Listed entities: Still room to lift their reporting game

Australian companies have significantly enhanced the quality of disclosures in their operating and financial reviews (OFRs), but some need to try harder when describing their businesses and underlying drivers of reported results.

That’s the sentiment from the Australian Securities and Investment Commission (ASIC) following its review of 280 financial reports at 30 June 2013.

ASIC Commissioner John Price adds: “While the quality of financial reporting in Australia is comparable with other major jurisdictions, we continue to identify matters such as inadequate impairment of assets and inappropriate recognition of revenue in some cases.”

The June 2013 annual reports are the first since ASIC released guidance (ref:13-064MR) in March 2013 to help directors of listed entities provide useful and meaningful analysis and information in the OFR.

Past ASIC reviews found that around half of listed companies tried to rely on an exemption for information that could cause unreasonable prejudice and did not disclose any information on business strategies and prospects for future financial years, even when the information was already publicly available.

However, there was a substantial reduction in the use of the exemption in the OFRs reviewed at 30 June 2013.

Nonetheless, ASIC says it has written to, or will be writing to, a number of companies regarding omitted or inadequate disclosures of:

  • The entity's business model(s).
  • Business strategies which are relevant to the entity’s future financial position and performance.
  • Material business risks that could adversely affect the achievement of the future financial performance or financial outcomes of the entity.
  • Underlying drivers of financial performance.
  • Explanation of significant changes in balances.

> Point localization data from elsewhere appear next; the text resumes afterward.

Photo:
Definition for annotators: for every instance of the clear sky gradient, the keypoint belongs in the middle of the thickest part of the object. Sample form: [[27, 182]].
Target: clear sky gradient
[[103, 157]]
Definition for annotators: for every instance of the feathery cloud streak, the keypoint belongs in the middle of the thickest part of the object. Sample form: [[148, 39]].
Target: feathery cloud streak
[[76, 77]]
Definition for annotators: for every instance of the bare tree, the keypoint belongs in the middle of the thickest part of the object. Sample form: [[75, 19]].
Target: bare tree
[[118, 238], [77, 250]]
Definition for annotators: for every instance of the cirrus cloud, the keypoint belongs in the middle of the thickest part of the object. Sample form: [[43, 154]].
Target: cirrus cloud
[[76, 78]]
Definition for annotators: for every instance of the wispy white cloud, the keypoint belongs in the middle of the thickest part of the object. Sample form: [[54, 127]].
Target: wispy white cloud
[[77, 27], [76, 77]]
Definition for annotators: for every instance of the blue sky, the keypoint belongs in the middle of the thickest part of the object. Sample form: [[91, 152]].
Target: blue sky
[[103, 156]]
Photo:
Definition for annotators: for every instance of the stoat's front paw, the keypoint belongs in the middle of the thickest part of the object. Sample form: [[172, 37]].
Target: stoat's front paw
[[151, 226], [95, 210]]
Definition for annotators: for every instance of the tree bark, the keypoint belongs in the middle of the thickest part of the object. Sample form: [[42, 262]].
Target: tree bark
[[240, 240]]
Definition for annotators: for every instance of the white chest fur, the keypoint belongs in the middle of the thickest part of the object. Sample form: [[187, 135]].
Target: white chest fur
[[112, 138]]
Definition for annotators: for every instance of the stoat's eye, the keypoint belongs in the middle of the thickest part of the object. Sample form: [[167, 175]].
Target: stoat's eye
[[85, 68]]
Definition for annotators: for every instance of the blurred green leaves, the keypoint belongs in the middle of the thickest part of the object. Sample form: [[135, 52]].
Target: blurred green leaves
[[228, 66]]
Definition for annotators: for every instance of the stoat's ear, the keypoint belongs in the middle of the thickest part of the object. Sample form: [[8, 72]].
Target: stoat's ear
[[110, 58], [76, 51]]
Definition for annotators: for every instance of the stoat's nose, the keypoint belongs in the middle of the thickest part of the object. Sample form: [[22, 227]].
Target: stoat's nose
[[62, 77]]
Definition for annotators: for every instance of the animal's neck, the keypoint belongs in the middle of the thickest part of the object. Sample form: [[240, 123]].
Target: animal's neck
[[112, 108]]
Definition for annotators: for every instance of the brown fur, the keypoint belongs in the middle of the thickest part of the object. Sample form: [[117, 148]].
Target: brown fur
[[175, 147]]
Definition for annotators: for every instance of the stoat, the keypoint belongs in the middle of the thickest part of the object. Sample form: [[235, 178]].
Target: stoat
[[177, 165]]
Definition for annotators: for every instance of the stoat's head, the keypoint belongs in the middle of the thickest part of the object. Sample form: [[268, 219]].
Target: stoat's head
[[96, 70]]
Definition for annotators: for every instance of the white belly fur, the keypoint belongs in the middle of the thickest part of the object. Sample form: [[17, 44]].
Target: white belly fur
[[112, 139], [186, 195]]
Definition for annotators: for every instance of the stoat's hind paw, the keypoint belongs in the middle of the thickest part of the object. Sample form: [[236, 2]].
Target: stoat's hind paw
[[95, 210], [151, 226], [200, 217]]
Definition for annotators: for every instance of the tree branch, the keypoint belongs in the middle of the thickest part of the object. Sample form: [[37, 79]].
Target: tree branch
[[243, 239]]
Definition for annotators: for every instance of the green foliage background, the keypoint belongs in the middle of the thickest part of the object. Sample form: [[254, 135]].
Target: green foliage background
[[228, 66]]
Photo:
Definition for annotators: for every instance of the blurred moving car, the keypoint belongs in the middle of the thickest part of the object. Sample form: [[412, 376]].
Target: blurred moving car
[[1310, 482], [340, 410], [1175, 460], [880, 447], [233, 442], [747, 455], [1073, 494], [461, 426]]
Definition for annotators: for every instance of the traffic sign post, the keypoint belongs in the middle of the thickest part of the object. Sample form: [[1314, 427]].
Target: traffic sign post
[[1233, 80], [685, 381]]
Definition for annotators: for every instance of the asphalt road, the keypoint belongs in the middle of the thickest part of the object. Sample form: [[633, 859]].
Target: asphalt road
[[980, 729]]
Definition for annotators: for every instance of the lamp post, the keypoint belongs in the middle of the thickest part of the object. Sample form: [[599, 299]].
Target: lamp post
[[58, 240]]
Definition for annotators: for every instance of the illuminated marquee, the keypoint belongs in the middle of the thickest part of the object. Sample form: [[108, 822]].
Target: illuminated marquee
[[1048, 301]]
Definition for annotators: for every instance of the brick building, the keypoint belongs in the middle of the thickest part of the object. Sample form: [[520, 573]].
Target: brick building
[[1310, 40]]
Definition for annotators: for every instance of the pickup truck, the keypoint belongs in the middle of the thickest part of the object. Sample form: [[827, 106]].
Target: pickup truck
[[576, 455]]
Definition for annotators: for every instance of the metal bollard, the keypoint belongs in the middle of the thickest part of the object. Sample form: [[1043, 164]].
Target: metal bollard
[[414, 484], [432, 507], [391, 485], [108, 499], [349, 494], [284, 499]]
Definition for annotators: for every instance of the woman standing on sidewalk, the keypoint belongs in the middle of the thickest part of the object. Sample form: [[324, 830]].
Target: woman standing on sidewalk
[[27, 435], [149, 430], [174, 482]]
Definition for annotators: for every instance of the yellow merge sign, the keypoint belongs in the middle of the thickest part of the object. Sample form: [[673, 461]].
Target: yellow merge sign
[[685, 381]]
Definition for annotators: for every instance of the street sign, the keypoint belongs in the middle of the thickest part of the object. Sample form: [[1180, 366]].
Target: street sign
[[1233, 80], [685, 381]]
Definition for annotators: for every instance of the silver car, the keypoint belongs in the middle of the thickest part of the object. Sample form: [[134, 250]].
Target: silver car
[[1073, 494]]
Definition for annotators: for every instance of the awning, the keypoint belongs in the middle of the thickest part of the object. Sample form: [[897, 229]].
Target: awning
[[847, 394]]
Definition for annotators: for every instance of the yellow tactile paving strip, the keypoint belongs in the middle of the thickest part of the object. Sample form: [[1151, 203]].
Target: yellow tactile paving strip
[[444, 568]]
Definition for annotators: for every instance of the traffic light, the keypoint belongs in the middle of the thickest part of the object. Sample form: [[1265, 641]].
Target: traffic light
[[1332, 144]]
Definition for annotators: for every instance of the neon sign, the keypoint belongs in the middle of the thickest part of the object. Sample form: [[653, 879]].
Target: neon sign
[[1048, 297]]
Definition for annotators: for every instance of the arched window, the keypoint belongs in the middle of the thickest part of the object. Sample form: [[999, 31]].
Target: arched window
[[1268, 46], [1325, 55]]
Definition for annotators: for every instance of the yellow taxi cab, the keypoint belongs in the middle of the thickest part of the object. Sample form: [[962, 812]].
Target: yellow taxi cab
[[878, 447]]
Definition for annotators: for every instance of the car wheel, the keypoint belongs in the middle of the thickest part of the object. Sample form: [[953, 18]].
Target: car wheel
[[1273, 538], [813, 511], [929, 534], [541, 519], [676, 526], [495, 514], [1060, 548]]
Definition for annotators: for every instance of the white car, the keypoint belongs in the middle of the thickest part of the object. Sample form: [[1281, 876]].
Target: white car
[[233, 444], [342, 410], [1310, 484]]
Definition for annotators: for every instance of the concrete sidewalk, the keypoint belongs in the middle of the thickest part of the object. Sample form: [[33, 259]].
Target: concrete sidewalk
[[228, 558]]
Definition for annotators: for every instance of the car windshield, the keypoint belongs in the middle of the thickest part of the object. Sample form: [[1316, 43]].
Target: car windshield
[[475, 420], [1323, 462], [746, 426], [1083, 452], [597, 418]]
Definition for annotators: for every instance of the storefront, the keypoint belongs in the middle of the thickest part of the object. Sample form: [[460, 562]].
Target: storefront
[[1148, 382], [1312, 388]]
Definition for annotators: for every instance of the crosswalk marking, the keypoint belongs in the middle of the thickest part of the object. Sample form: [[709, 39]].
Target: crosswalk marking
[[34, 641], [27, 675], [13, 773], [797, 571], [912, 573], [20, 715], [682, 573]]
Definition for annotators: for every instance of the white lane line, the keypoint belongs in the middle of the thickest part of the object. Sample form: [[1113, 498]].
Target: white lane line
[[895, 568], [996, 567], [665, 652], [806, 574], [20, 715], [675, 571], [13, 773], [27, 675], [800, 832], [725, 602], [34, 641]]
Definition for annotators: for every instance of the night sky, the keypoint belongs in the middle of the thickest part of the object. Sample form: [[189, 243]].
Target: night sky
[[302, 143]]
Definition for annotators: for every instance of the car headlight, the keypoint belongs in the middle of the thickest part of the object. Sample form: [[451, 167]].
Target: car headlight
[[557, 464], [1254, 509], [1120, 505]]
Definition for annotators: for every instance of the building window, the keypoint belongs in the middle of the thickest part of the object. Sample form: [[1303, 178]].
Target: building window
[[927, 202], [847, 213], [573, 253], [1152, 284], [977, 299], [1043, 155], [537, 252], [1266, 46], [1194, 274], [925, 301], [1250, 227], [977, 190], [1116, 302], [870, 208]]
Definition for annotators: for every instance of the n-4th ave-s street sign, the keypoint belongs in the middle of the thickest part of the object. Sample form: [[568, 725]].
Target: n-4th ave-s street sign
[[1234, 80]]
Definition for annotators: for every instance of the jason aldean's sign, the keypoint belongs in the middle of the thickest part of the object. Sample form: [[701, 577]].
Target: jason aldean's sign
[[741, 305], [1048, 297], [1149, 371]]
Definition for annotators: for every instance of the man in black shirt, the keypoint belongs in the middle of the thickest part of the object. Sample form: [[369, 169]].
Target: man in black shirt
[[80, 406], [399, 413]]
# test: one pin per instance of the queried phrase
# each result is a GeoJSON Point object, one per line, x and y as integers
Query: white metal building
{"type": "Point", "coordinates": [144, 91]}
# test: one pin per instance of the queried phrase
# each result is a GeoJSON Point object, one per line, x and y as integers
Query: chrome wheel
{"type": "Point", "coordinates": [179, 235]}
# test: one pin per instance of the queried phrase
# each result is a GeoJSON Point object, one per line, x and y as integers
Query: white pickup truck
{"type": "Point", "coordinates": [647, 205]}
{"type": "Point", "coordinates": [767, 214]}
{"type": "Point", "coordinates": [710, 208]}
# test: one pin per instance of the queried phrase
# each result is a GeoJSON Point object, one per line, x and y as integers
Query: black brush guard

ASIC adds that some entities make relevant disclosures in investor presentations and analyst briefings rather than in the OFR. However, these disclosures are often in the form of slide presentations, lack supporting explanation and are not in a readily understandable narrative form.

“Our objective is not to increase the length of the OFR, but rather the quality of the information provided in it,” says ASIC.

ASIC also continues to identify concerns regarding assessments of the recoverability of the carrying values of assets, including goodwill, other intangibles, investment properties and property, plant and equipment.

As a result of its inquiries, ASIC says a number of entities have made significant impairment write-downs and will improve their disclosures on matters such as key assumptions

ASIC says it has made inquiries of 70 entities on 100 matters. Of these:

•             Eight have made material restatements of reported net assets and profits.
•             Three have agreed to provide additional material disclosures.
•             Twelve have been concluded without changes to their financial reporting.

Of the inquiries made by ASIC, 34 related to impairment and other asset values, 14 to revenue recognition and nine to consolidation of other entities.

Other inquiries related to the OFR (3), joint arrangements (1), going concern (1), control of assets (3), financial instruments (4), non-IFRS financial information (5), related party disclosures (2), amortisation of intangibles (6), segment reporting (6), current classification of assets (3), business combination accounting (2) and other matters (7).